MAS Torpedo Boat
Kit No. 5608 1:35th scale

Ted's Corner

It is not very often that I get a break from aero modelling  but when a kit like this comes into the review office I grab the chance to have a change of subject.

The MAS boats were invented during the first world war and were not very fast but by the end of the war Italy had 244 in service and used them for anti submarine duties also. Development continued between the wars and now they were equipped with bigger engines and redesigned hulls giving them a speed of some 40 Knots and later with twin engines the speed was raised to 45 knots. The torpedoes were originally carried astern but later moved to amid ships with a down ward facing attitude again later revised to upward facing stance  at the beginning of WW11.

Now known as the 500 series these boats operated in the Mediterranean, Lake Ladoga  and the Black sea sinking a number of ships and submarines of the British and Russian fleets. Besides the torpedoes they carried were depth charges and a Breda ’35 20mm Machine gun and so presented a considerable threat to shipping

      This is no small subject at around 22 inches long, the hull is one piece as is the deck but there are some tiny bits to be aware of . A brass etched sheet provides some of the more delicate parts and a sheet of pre-cut windows is a boon as they all fit perfectly and most need no glue to hold them in. Ropes and screws make up the rest along with a large instruction booklet with photos of the parts under construction instead of line drawings, an added bonus is the small booklet with a history of the boats and a number of photos of the real boats.

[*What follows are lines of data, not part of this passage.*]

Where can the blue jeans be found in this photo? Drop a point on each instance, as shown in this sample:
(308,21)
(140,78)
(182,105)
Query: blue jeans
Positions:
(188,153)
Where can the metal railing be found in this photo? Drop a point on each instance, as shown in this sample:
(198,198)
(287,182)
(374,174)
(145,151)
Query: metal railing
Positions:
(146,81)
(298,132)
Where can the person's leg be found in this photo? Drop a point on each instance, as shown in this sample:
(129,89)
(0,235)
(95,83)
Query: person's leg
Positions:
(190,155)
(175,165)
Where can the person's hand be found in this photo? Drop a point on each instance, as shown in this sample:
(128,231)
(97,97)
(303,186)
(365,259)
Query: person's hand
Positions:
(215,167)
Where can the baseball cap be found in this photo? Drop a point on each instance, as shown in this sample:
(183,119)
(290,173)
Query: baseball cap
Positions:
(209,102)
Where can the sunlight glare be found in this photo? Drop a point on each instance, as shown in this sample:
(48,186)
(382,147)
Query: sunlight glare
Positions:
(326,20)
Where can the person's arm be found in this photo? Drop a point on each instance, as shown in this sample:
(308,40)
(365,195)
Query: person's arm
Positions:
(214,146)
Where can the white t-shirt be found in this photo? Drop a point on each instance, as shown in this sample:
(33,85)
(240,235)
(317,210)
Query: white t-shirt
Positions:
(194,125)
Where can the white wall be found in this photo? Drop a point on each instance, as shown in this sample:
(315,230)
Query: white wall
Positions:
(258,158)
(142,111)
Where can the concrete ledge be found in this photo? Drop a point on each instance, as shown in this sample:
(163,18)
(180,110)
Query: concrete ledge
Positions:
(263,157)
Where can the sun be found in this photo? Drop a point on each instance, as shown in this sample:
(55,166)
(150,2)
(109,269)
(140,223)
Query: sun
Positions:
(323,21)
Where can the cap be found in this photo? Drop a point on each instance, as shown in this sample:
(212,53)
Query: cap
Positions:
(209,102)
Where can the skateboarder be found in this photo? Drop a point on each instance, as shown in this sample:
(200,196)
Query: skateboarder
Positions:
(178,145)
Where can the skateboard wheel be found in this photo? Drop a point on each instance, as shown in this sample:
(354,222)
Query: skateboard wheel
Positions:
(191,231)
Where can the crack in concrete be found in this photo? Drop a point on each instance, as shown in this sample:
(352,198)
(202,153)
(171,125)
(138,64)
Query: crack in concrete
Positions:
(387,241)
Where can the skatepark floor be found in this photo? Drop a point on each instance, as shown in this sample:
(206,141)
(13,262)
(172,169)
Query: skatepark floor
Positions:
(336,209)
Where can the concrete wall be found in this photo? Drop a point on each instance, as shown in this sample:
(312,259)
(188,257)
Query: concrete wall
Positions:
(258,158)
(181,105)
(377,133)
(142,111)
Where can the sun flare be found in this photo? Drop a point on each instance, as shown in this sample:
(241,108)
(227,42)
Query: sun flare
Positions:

My construction began with the hull adding the rear plate and the brass etched items, you can use superglue for the brass but I used Bostic impact adhesive on mine as I had it in use at the time. There are two strakes which fit into grooves along the sides and I found that one will fit better on one of the sides than the other so try a dry run before cementing. There are a lot of holes to be drilled in the deck, for this I used a 1mm drill bit, each hole is indicated on the plans and are marked on the underside of the deck.

Now most of the kit assemblies were made up  and painted, the most difficult part was to get the red/white stripes correct and for this I drew the outline of the deck onto a sheet of paper then measured the angle of the stripes from the plans with a protractor and drew the first line across, the rest of the lines were drawn parallel at 30mm apart and all extending outside the outline, this was then laid under the deck and the marks transferred to the already white pained surface. It was an easy job to mask up for the red colour then.


The cabin windows can be added with a tiny dab of PVA glue around the frames and the brass circular window wipers can be stuck on with the same glue used very sparingly. The small doors on the cabin can be left open so the helmsman’s well can be seen. note also the instructions about adding the crew member if you have purchased the crew set






 Find the small plastic Jig / Template and form the life belt brackets with it and mount up along with the outer cabin structures.

Take care when assembling the torpedo racks as they are handed and when fixing them to the deck make sure you don’t trap the rudder cables which should have been threaded through the deck earlier.

All the other structures such as the Depth charge unit etc can be built up and the details painted ready to mount on the deck which must be screwed down firmly.


The masts and hand rails are quite delicate and will need careful cleaning up to get rid of the gate marks, use a sharp scalpel and sanding stick for this and the results will show when painted. There are alternative front ends to the rails if you care to use them as described in step30.

Before you add the torpedoes make up the small supports and leave to harden, there are some etch bands to go around the torpedoes and I bent these around a smaller diameter pen and when released they fitted tight on the torpedo.

The ammo boxes need to be assembled before you start to bend the brass frames, use them to help shape the etched parts but you could make use of a “hold & fold” tool to make up the bases, bend the hooked ends of the frames over a cocktail stick then when mounted on the rail tighten them up.

I didn’t use the rope to make the aerial wires as it is bit thick I used Lycra thread under a little tension looks more realistic.





An interesting model with no build problems and recommended for any age group.